Rumer Truehart took a leave of absence from her teaching job in Seattle and returned to Sunshine Acres, the farm where her grandmother trains horses for therapeutic riding, when her grandmother had a heart attack. Lu, as Rumer calls her grandmother, needs someone to see that she doesn’t overdo after her triple by-pass surgery, and Rumer is determined to pay her grandmother’s medical bills before she returns to Seattle. Facing hefty bills even after exhausting her savings, Rumer answers an ad in the local paper for a housekeeper/gardener/cook with experience with children. But once she meets the six needy Bradshaw children and their hunky uncle, she can’t get away fast enough. She is afraid of the emotional involvement that the job will exact. However, when the Bradshaws face another crisis, Rumer offers her help. Soon, with a bit of a push from Byron Lamont, the patriarch of Benevolence’s chocolatiers, and the tempting salary Sullivan offers, Rumer become the Jill of all domestic tasks for Sullivan and his charges.
Rumer’s own childhood as the child of an addict who was in and out of foster care and her degrees in child development make her the ideal person to care for the young Bradshaws. She identifies particularly with the tough-talking, tender-hearted Heavenly. Soon each of the kids has claimed a piece of Rumer’s heart, and Sullivan proves irresistible as well. But Sullivan bears scars from an abusive childhood as well. Can two wounded people trust one another enough to risk their hearts?
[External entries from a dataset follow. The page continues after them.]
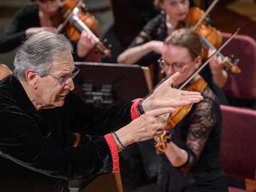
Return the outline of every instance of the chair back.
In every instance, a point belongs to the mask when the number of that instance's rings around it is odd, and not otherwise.
[[[256,179],[256,111],[221,106],[221,165],[226,175]]]
[[[0,80],[12,73],[12,72],[8,66],[4,64],[0,64]]]
[[[230,33],[222,33],[223,42]],[[242,72],[231,75],[223,88],[228,96],[254,100],[256,99],[256,42],[247,35],[237,35],[223,48],[221,53],[229,56],[234,54],[239,59],[239,67]]]

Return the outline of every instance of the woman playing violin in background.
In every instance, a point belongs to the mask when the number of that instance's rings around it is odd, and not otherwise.
[[[119,56],[118,63],[157,64],[163,40],[176,28],[188,27],[185,19],[190,12],[189,0],[155,0],[155,4],[162,13],[148,22],[128,49]],[[211,64],[210,67],[215,83],[222,87],[228,78],[223,65]]]
[[[26,38],[42,30],[57,33],[52,17],[59,14],[61,0],[36,0],[36,2],[21,8],[14,16],[10,25],[0,35],[0,52],[9,51],[20,44]],[[83,61],[95,47],[94,40],[87,32],[81,33],[74,44],[75,61]]]
[[[160,64],[166,78],[176,72],[181,73],[174,85],[179,87],[201,65],[202,58],[198,35],[182,28],[165,40]],[[216,56],[212,59],[212,62],[218,62]],[[202,77],[195,77],[198,78]],[[203,99],[193,105],[173,128],[167,151],[161,155],[160,191],[228,191],[220,162],[220,105],[208,86],[201,93]]]

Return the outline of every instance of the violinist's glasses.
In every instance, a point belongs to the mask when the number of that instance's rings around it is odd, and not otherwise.
[[[60,77],[58,78],[57,77],[55,77],[54,75],[51,75],[51,74],[48,74],[49,76],[53,77],[54,78],[56,78],[56,80],[58,80],[59,81],[59,83],[61,84],[61,86],[62,86],[64,84],[65,84],[65,83],[67,81],[67,80],[69,78],[74,78],[77,75],[77,73],[80,72],[80,69],[77,67],[76,66],[75,66],[75,70],[73,72],[73,73],[72,73],[71,75],[66,75],[62,77]]]
[[[45,2],[46,2],[47,1],[51,1],[51,2],[54,2],[54,1],[56,1],[56,0],[38,0],[40,2],[41,2],[41,3],[45,3]]]
[[[164,70],[167,70],[168,69],[171,67],[171,69],[177,72],[180,72],[182,70],[183,67],[193,62],[194,60],[189,61],[188,62],[174,62],[171,64],[169,64],[168,62],[166,62],[164,59],[163,59],[162,57],[159,59],[158,60],[158,62],[159,65],[160,65],[161,68],[163,69]]]

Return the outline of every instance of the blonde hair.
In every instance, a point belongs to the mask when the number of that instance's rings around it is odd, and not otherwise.
[[[174,31],[164,40],[164,43],[187,48],[193,59],[202,56],[203,49],[199,35],[191,29],[183,28]]]

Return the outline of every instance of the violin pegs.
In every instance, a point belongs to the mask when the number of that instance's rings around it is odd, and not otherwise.
[[[234,61],[234,64],[235,64],[235,65],[238,65],[238,63],[239,62],[239,59],[236,59]]]

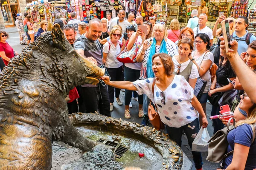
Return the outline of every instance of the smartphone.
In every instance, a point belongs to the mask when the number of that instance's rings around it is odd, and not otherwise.
[[[145,34],[148,34],[148,30],[147,30],[147,26],[143,25],[138,25],[138,29],[140,29]]]
[[[221,27],[222,27],[222,31],[223,32],[223,37],[224,37],[224,40],[225,41],[226,51],[227,53],[228,49],[231,47],[229,44],[230,42],[230,37],[229,33],[228,20],[224,20],[221,21]]]
[[[127,41],[128,39],[128,34],[127,33],[124,33],[124,38],[125,41]]]
[[[219,14],[219,16],[220,17],[222,17],[224,16],[224,12],[220,12]]]
[[[231,80],[231,79],[229,79],[228,78],[227,78],[227,80],[228,81],[228,82],[230,82],[230,83],[231,83],[232,84],[233,84],[233,85],[235,85],[235,83],[234,83],[232,81],[232,80]]]
[[[221,109],[221,114],[227,114],[227,112],[229,112],[230,111],[230,108],[229,106],[228,105],[224,105],[223,106],[221,106],[220,107]],[[228,120],[230,117],[232,116],[227,116],[223,117],[223,119],[225,120]]]

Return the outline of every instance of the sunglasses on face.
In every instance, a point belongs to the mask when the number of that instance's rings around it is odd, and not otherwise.
[[[120,37],[120,36],[121,36],[121,34],[112,34],[113,35],[113,36],[114,37]]]
[[[162,100],[161,100],[161,102],[162,104],[165,105],[165,98],[164,97],[164,94],[163,94],[163,91],[162,91],[162,92],[160,93],[160,96],[163,98],[162,99]]]
[[[244,98],[245,96],[248,96],[248,95],[245,93],[245,92],[244,93],[244,94],[243,94],[243,96],[242,96],[242,99],[243,100],[244,99]]]
[[[188,37],[191,36],[192,36],[192,34],[190,34],[190,35],[189,35],[189,34],[181,34],[181,37],[184,37],[186,36],[186,37]]]
[[[180,74],[180,67],[181,67],[181,65],[180,64],[178,65],[178,69],[176,71],[176,74],[177,75]]]
[[[197,41],[197,40],[195,40],[195,43],[196,44],[197,43],[198,44],[201,44],[201,43],[202,43],[202,42],[203,42],[204,41]]]

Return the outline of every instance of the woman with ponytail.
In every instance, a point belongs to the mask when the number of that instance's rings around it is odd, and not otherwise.
[[[167,38],[167,29],[164,22],[157,22],[154,27],[152,36],[145,40],[137,53],[137,60],[142,62],[140,79],[143,80],[154,76],[152,70],[152,57],[157,53],[165,53],[170,57],[177,55],[178,51],[175,48],[174,43]],[[148,108],[149,99],[144,96],[143,109],[144,118],[142,125],[148,124]]]

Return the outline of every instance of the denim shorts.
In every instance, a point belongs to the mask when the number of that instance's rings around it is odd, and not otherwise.
[[[198,101],[200,103],[206,103],[207,102],[207,100],[208,99],[208,93],[204,93]]]

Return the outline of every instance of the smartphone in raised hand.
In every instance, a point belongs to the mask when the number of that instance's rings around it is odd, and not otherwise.
[[[223,37],[224,37],[224,41],[225,41],[226,52],[227,53],[228,49],[231,47],[229,44],[230,42],[230,37],[228,20],[224,20],[221,21],[221,27],[222,27],[222,31],[223,32]]]

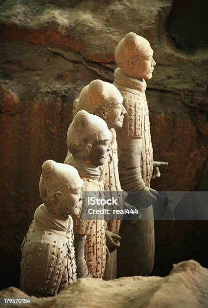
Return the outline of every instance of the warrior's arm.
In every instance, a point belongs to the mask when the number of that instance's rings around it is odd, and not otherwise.
[[[147,207],[156,201],[155,196],[157,192],[146,186],[142,178],[140,167],[142,138],[120,138],[119,146],[120,178],[122,188],[127,191],[139,191],[138,201]],[[129,200],[129,198],[128,202]]]
[[[84,259],[84,244],[85,235],[74,234],[74,249],[76,256],[77,278],[91,277]]]

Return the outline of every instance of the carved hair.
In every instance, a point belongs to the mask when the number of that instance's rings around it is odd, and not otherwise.
[[[131,58],[143,57],[145,51],[150,47],[148,41],[134,32],[129,32],[117,45],[115,50],[115,60],[118,66],[128,67]]]
[[[105,131],[108,132],[110,139],[111,133],[104,120],[85,110],[79,111],[68,129],[67,148],[72,155],[80,153],[87,143],[93,144],[100,140]]]
[[[84,110],[94,114],[102,107],[111,107],[123,97],[118,89],[110,83],[99,79],[93,80],[81,90],[77,111]]]

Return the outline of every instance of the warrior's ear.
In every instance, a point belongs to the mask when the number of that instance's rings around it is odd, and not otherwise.
[[[87,143],[84,146],[84,151],[86,155],[86,156],[88,156],[89,154],[90,153],[92,150],[92,145],[91,143]]]
[[[98,110],[98,114],[100,118],[103,120],[106,120],[108,115],[107,109],[106,107],[100,107]]]
[[[130,58],[130,59],[129,59],[128,61],[128,62],[129,68],[131,68],[131,69],[134,68],[136,63],[135,57],[131,57],[131,58]]]

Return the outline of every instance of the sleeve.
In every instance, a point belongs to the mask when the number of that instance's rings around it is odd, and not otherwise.
[[[124,137],[142,138],[144,134],[144,104],[143,98],[124,98],[123,105],[127,110],[123,128],[117,130],[118,138]]]
[[[81,208],[80,214],[78,217],[73,217],[74,223],[73,232],[75,234],[86,235],[89,233],[91,226],[91,220],[85,219],[87,217],[87,185],[84,184],[82,187],[82,205]]]
[[[61,251],[58,250],[56,255],[53,252],[56,249],[49,242],[41,241],[24,245],[21,264],[22,289],[35,296],[57,293],[63,267]]]

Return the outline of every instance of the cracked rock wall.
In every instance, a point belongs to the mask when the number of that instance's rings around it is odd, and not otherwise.
[[[169,164],[152,186],[207,190],[208,56],[200,12],[207,11],[198,4],[199,48],[195,36],[187,44],[192,12],[180,23],[186,8],[176,0],[1,2],[2,286],[18,286],[42,164],[63,161],[74,99],[93,79],[113,81],[115,48],[128,32],[150,41],[157,62],[147,91],[152,138],[155,159]],[[157,221],[154,272],[167,274],[184,258],[208,266],[206,229],[206,221]]]

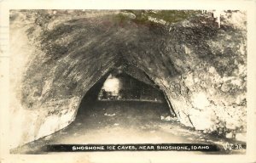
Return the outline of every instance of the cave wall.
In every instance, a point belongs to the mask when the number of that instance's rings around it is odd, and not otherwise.
[[[90,87],[120,65],[160,87],[183,124],[245,132],[244,13],[224,13],[220,26],[198,12],[175,20],[117,10],[10,13],[13,147],[71,123]]]

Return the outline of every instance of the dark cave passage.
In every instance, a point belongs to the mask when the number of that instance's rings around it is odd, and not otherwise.
[[[14,153],[246,142],[246,13],[136,13],[10,11]]]
[[[121,79],[119,90],[123,90],[125,95],[110,93],[102,97],[104,84],[108,79],[113,79],[113,76]],[[136,93],[132,94],[135,90]],[[11,153],[45,154],[48,153],[46,146],[49,144],[212,144],[217,140],[221,143],[231,141],[180,124],[177,117],[172,115],[160,91],[129,75],[110,72],[86,93],[74,121],[51,135],[14,149]]]
[[[152,107],[147,107],[148,104]],[[123,118],[144,117],[147,121],[172,116],[160,90],[117,70],[105,75],[86,93],[76,119],[86,119],[84,115],[98,113],[105,115],[119,113]]]

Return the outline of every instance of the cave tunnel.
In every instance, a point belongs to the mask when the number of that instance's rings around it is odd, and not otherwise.
[[[138,122],[134,123],[136,118],[150,122],[173,117],[172,113],[173,110],[169,108],[160,90],[119,70],[113,70],[103,76],[84,96],[75,121],[87,120],[87,116],[94,115],[98,116],[96,121],[100,122],[106,115],[113,116],[116,121],[114,124],[119,125],[119,118],[123,124],[133,121],[129,125],[139,126]]]
[[[10,10],[10,147],[245,142],[247,14],[211,12]]]

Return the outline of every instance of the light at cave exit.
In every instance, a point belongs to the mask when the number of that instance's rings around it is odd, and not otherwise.
[[[111,92],[113,95],[117,95],[120,90],[120,81],[111,74],[108,76],[102,89]]]

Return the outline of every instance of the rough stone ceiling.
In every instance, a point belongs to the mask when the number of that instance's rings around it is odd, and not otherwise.
[[[114,68],[162,90],[186,126],[211,132],[234,119],[245,126],[243,12],[224,12],[220,25],[201,11],[10,13],[11,71],[19,76],[11,87],[20,105],[13,112],[29,110],[24,126],[36,121],[22,143],[68,125],[90,87]],[[22,66],[20,58],[27,59]],[[58,126],[49,128],[53,120]]]

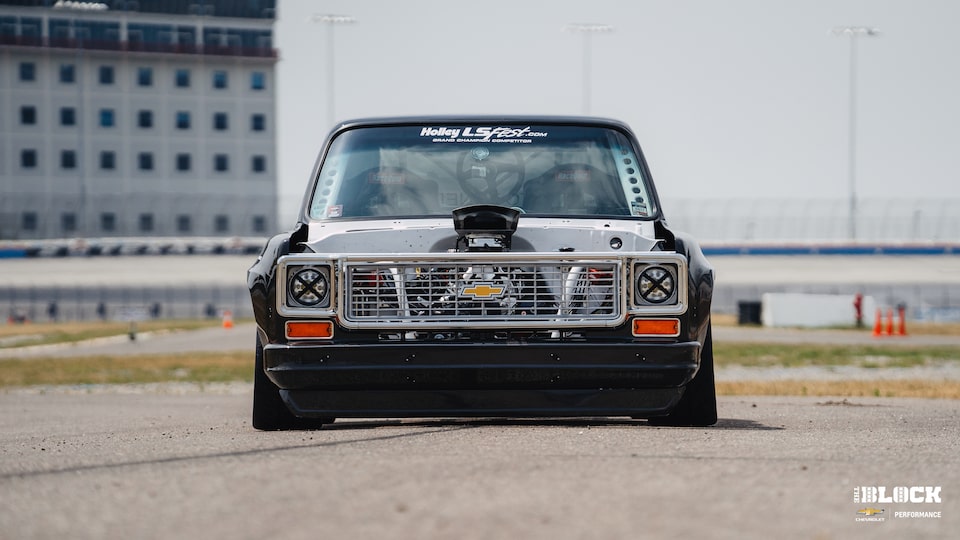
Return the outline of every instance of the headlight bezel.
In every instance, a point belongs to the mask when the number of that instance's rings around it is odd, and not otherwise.
[[[634,259],[630,279],[632,312],[681,314],[687,310],[687,265],[682,256]]]
[[[298,281],[298,275],[304,279]],[[330,259],[281,257],[277,261],[276,285],[280,315],[329,317],[335,314],[337,283],[334,261]],[[311,300],[311,294],[317,295],[316,301]]]

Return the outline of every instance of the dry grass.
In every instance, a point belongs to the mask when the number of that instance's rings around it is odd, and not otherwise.
[[[717,395],[960,399],[960,381],[720,381]]]
[[[218,326],[217,319],[148,320],[138,321],[138,332],[177,332]],[[130,331],[125,321],[40,322],[0,324],[0,348],[74,343],[87,339],[122,336]]]
[[[129,357],[11,359],[0,363],[0,388],[155,382],[253,381],[253,351]]]

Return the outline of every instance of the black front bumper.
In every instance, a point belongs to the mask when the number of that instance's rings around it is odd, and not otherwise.
[[[700,343],[266,345],[264,369],[301,417],[666,414]]]

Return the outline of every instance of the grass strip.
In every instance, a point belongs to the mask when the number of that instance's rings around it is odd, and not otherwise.
[[[960,399],[960,381],[916,379],[718,381],[717,395]]]
[[[182,332],[219,326],[215,319],[149,320],[136,322],[137,332]],[[57,343],[76,343],[88,339],[123,336],[131,323],[124,321],[88,321],[69,323],[30,323],[0,325],[0,348],[16,348]]]
[[[253,381],[253,351],[129,357],[10,359],[0,388],[17,386]]]
[[[918,367],[960,361],[957,346],[714,343],[718,367]]]

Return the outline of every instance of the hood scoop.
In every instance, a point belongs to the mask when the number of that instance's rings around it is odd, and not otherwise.
[[[453,211],[457,251],[510,251],[519,220],[520,210],[506,206],[477,204],[457,208]]]

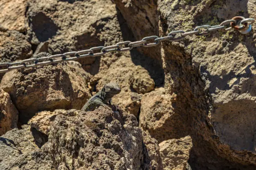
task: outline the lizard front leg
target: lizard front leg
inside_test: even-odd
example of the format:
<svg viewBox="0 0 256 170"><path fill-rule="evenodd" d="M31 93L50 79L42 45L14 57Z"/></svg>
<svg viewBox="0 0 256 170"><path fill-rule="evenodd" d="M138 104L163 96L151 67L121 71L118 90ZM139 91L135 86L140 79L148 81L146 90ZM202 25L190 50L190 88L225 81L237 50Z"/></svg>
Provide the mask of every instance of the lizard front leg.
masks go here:
<svg viewBox="0 0 256 170"><path fill-rule="evenodd" d="M108 109L111 110L112 110L112 109L110 107L108 106L108 105L106 105L105 104L102 103L102 104L100 105L102 106L103 107L104 107L106 109Z"/></svg>

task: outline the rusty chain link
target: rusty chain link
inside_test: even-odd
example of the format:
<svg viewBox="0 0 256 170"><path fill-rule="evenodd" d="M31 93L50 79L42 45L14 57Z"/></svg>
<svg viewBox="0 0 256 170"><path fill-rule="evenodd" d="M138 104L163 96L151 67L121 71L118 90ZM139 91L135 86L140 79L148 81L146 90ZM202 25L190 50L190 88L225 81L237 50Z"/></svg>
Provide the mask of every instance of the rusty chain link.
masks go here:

McCoy introduces a new series, a spinoff of her popular Sweet home series, with Home with You. Sullivan and Rumer are both interesting, sympathetic characters who deserve happiness, and most readers will find it easy to root for their HEA. The real test of how much a reader enjoys this book may rest more on how she feels about kids in contemporary romance than it does on the central love story. The six Bradshaw children are a central part of this book, both in terms of the plot and in terms of emotional power. Given the pasts of Sullivan and Rumer, the sad stories of the six children before they became Bradshaws, and the death of one parent and the incapacity of the other, the pathos may seem overdone to some readers.
Nevertheless, fans of the Sweet Home series will enjoy a return visit to Benevolence and the cameos by some of the characters from that series. The sense of community is strong as members come through to help meet the needs of a hurting family. This is a sweet romance with a touch of the inspirational. As such, it will not appeal to everyone, but if you like your romance heavy on heartwarming qualities, you will likely enjoy Home with You. Security expert and former Navy SEAL returns to take his turn parenting his nieces and nephews in Home Again, an October 30, 2018 release. I plan to make a return trip to Benevolence then.